Bu yıl Birleşmiş Milletler(BM) 8 Mart Dünya Kadınlar Günü için “Tüm Kadınlar ve Kız Çocukları İçin: Haklar,Eşitlik,Güçlendirme” temasıyla gelecek neslin özellikle genç kadınlar ve ergen kız çocuklarıyla güçlendirilerek değiştirilmesine vurgu yaparak kadınları “Kalıcı Değişimin Katalizörü” olarak öne çıkarıyor. En yalın anlatımla katalizör kendisi tüketilmeden, değişime uğramadan bir reaksiyonun hızını artıran madde olup, katalizörle birbiriyle çok uzun sürede reaksiyona girecek moleküllerin etkileşimi çok kısa sürede gerçekleşebilir. Katalizör bir kimyasal ya da doğadaki biyokimyasal olan enzimdir. İki molekül yan yana geldiğinde o reaksiyonun gerçekleşebilirliği olmalıdır. Olamayacak reaksiyonda katalizör görev yapıp hızlandırıcı olamaz. Bizler kimya endüstrisinin ürünleriyle yaşarken katalizörleri bilmeyiz. Görmeyiz. Gezegenimizdeki ve vücudumuzdaki yaşam için enzim gereklidir.
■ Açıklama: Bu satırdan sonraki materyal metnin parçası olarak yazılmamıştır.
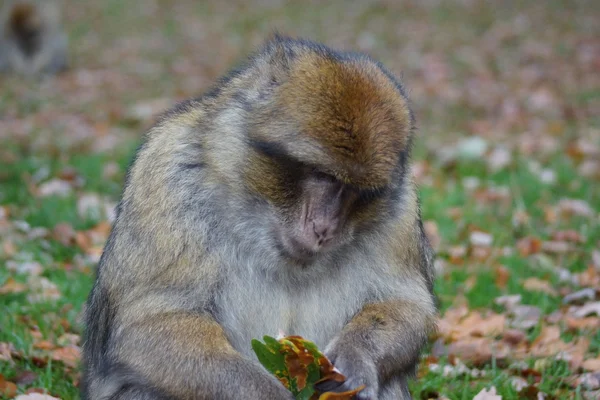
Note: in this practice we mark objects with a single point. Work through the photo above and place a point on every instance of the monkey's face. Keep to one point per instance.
(311, 212)
(327, 151)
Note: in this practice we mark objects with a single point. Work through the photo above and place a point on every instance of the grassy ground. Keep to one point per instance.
(507, 97)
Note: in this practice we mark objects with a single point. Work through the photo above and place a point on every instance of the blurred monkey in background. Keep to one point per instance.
(32, 39)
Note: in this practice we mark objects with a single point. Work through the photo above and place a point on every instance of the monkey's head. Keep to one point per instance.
(328, 150)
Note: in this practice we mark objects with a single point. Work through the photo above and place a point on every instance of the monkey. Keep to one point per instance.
(32, 39)
(280, 199)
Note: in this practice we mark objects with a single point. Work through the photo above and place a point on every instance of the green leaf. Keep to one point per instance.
(272, 360)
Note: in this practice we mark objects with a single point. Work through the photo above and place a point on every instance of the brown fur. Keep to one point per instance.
(192, 271)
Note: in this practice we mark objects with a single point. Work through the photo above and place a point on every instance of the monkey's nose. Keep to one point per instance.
(323, 231)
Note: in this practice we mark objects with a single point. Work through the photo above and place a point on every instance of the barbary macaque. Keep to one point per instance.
(32, 39)
(282, 199)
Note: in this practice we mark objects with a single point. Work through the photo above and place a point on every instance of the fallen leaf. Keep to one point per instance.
(557, 247)
(69, 355)
(589, 381)
(592, 364)
(7, 388)
(25, 378)
(525, 316)
(35, 396)
(55, 187)
(575, 207)
(6, 350)
(514, 336)
(487, 395)
(587, 309)
(433, 234)
(12, 286)
(27, 267)
(580, 296)
(64, 234)
(508, 301)
(44, 345)
(538, 285)
(502, 276)
(499, 158)
(570, 235)
(42, 289)
(482, 239)
(582, 323)
(529, 245)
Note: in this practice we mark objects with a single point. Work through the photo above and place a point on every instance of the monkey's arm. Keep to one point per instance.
(382, 340)
(185, 355)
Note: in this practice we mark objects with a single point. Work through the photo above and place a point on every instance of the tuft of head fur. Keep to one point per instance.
(340, 112)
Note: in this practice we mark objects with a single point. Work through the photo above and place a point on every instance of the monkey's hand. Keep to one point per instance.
(267, 387)
(358, 368)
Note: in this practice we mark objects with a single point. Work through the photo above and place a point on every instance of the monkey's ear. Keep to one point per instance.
(280, 51)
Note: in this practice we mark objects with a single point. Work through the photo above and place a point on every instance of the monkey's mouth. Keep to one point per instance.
(292, 249)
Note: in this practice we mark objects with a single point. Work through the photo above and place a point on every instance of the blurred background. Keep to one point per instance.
(507, 100)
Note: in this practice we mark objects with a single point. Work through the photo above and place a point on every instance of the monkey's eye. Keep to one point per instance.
(369, 195)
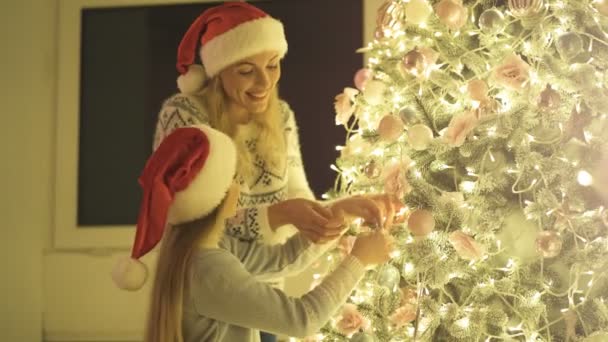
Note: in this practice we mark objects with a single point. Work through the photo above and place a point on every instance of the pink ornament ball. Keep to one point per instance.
(361, 78)
(390, 128)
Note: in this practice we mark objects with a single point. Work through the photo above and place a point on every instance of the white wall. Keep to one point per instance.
(49, 294)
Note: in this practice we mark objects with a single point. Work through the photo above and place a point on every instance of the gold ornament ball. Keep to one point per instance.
(491, 21)
(417, 11)
(525, 8)
(421, 222)
(419, 137)
(602, 7)
(408, 116)
(548, 244)
(478, 90)
(390, 128)
(372, 170)
(451, 13)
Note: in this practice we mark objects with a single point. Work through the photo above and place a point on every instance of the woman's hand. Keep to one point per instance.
(373, 248)
(359, 206)
(316, 222)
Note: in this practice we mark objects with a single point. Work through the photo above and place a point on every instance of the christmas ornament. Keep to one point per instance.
(417, 12)
(495, 160)
(602, 7)
(413, 62)
(363, 337)
(549, 98)
(389, 16)
(451, 13)
(374, 92)
(525, 8)
(390, 128)
(575, 127)
(477, 90)
(569, 45)
(389, 277)
(362, 76)
(419, 137)
(421, 222)
(491, 21)
(466, 247)
(548, 244)
(372, 170)
(408, 116)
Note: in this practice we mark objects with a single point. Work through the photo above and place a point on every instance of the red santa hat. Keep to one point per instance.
(227, 33)
(185, 179)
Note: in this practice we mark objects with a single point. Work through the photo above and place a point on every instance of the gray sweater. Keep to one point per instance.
(227, 299)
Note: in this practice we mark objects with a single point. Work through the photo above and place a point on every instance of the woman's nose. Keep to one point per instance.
(263, 79)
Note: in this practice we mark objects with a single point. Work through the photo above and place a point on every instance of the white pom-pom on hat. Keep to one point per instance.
(129, 274)
(193, 80)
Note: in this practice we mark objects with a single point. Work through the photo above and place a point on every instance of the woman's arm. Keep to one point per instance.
(224, 290)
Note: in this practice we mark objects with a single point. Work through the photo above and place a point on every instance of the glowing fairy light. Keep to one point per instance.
(584, 178)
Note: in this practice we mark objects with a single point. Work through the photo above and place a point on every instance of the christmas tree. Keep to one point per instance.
(487, 118)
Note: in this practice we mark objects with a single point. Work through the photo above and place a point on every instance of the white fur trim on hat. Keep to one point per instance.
(208, 188)
(193, 80)
(245, 40)
(129, 274)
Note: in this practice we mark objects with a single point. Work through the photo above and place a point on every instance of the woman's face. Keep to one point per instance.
(249, 82)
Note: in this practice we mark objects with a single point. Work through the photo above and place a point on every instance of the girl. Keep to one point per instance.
(208, 285)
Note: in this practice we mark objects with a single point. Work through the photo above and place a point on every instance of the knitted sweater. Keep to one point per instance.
(269, 186)
(227, 300)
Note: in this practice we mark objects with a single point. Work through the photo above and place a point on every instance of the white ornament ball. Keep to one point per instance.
(374, 92)
(421, 223)
(390, 128)
(491, 21)
(419, 137)
(417, 12)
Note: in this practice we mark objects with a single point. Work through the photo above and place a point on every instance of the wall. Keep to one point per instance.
(49, 294)
(27, 65)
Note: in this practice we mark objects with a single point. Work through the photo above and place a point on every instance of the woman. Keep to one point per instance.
(235, 91)
(207, 284)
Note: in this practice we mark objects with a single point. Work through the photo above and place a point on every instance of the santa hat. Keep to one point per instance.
(185, 179)
(227, 33)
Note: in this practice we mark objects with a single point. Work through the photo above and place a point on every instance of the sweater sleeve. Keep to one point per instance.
(182, 110)
(222, 289)
(297, 183)
(268, 262)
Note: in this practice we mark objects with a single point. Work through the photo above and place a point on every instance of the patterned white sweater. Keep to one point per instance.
(268, 187)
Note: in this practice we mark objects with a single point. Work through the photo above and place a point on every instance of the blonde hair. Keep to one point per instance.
(172, 276)
(270, 145)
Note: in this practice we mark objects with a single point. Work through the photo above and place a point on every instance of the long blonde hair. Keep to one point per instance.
(172, 277)
(270, 145)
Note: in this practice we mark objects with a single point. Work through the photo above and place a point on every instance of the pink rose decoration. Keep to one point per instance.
(390, 128)
(513, 73)
(460, 127)
(343, 105)
(466, 247)
(351, 320)
(403, 315)
(395, 182)
(361, 78)
(345, 244)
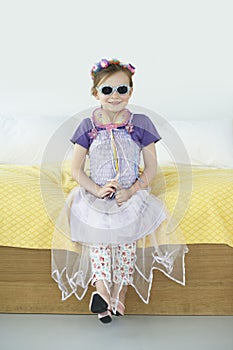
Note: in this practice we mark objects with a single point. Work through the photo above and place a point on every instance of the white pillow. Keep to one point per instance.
(24, 140)
(208, 143)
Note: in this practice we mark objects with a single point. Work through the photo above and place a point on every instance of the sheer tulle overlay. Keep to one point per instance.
(87, 221)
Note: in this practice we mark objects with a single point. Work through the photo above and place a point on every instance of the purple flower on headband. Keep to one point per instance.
(93, 134)
(131, 68)
(129, 128)
(104, 63)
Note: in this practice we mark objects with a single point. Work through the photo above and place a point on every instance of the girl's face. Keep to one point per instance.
(114, 102)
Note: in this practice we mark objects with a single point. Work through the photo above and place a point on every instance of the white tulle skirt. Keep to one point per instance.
(86, 221)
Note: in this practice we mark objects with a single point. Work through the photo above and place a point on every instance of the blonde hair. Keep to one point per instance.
(103, 74)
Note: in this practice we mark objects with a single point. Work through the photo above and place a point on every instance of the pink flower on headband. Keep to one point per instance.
(104, 63)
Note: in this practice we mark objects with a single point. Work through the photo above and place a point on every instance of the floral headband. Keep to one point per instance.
(104, 63)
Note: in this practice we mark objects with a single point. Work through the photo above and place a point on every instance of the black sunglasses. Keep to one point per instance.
(109, 90)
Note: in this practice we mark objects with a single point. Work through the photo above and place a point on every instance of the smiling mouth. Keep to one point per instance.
(115, 102)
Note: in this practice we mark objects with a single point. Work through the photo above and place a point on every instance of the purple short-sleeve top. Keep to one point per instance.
(144, 132)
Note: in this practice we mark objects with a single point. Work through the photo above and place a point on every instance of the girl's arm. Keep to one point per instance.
(150, 169)
(80, 176)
Yaşam azot, karbon ve su döngüsüyle ilerlerken, güneş ışığı ile çoğunlukla klorofil olmak üzere fotosentetik pigmentlerin katalizörlüğünde karbondiksit ve sudan karbonhidratlar üretilerek biyokütle büyür, yaşam ilerler. Vücudumuz da enzimlerle solunum ile bitkisel ve hayvansal biyokütle sindirimini yaparak büyür, canlı kalır. Her hücrede çok hızlı çalışan, takım çalışması yapan çok çeşitli enzimler bulunur. Güneş katalizörü her yerdedir. Kadın katalizörü her yerdedir. Lakin unutmayalım. Güneş yaşamdır. Güneş mutluluktur. Güneş ısıtır. Güneş yakar. Hepsini kadın da yapar. Kadın hak ettiği yerde olmazsa, sıralananlar olmazsa toplumlar ne mutlu olur, ne de sürdürülebilir kalkınabilir. Gelecek yanar.
Çalışacağız, başaracağız
Kadının kalıcı değişimin katalizörü olması için yaşamda, yaşamın reaksiyonları olan üretim- tüketim-hizmetin olduğu iş dünyasında her yerde, ailede, eğitimde, sanatta, politikada, sivil toplumda, medyada her yerde olması sağlanmalıdır. BM Sürdürülebilir Kalkınma Amaçları(SKA) ile Gündem 2030 için; Aşırı yoksulluğu sona erdirme; Eşitsizlik ve adaletsizlik ile mücadele; İklim değişikliğini düzeltme üç sözünde kadın ve kız çocukları hakları ve geleceğinin temel özne olduğu ortada. Bu üç söz verme ile yeşil, dijital, döngüsel üçüz değişmek için dönüşümde kalıcı değişim kadınsız, kız çocuksuz olamaz. SKA4: Nitelikli Eğitim; SKA5: Toplumsal Cinsiyet Eşitliği; SKA10:Eşitsizliklerin Azaltılması başarımız olmazsa değişim hiç olamaz. Gazi Mustafa Kemal Atatürk Mart 2023’te “Daha emin ve daha doğru olarak yürüyeceğimiz bir yol vardır: Büyük Türk kadınını çalışmamıza ortak kılmaktır” diyerek bizlere kalıcı değişim için yol göstermişti. Cumhuriyetimiz ilk planlamalarının amaç ve içeriklerine baktığımızda, SKA ile mükemmel bir uyum ve eşleştirme olduğunu görüyoruz. Dikkatinizi çekmek istiyorum. İzmir İktisat Kongresi tarihi 17 Şubat 1923. Cumhuriyetimiz ilanı öncesinde. Kongrenin 12. karar maddesinde “Türk kadını, öğretmeni, çocukları, İktisadi Misaka göre yetiştirilir” vurgusu vardı. Acı- tatlı günlerle doğru-yanlışlarla bugüne vardık. Bu süreçte İstanbul Teknik Üniversitesi (İTÜ) mezunları barajlarımız, binalarımız, yollarımız, köprülerimiz, fabrikalarımız ve teknik eğitim için emek verdi. Genç Cumhuriyet için İTÜ’lü kadın mühendisler mükemmel ilk örnekler olarak sektörel katalizörler oldular. Onlara “Mühendis Hanım” dendi.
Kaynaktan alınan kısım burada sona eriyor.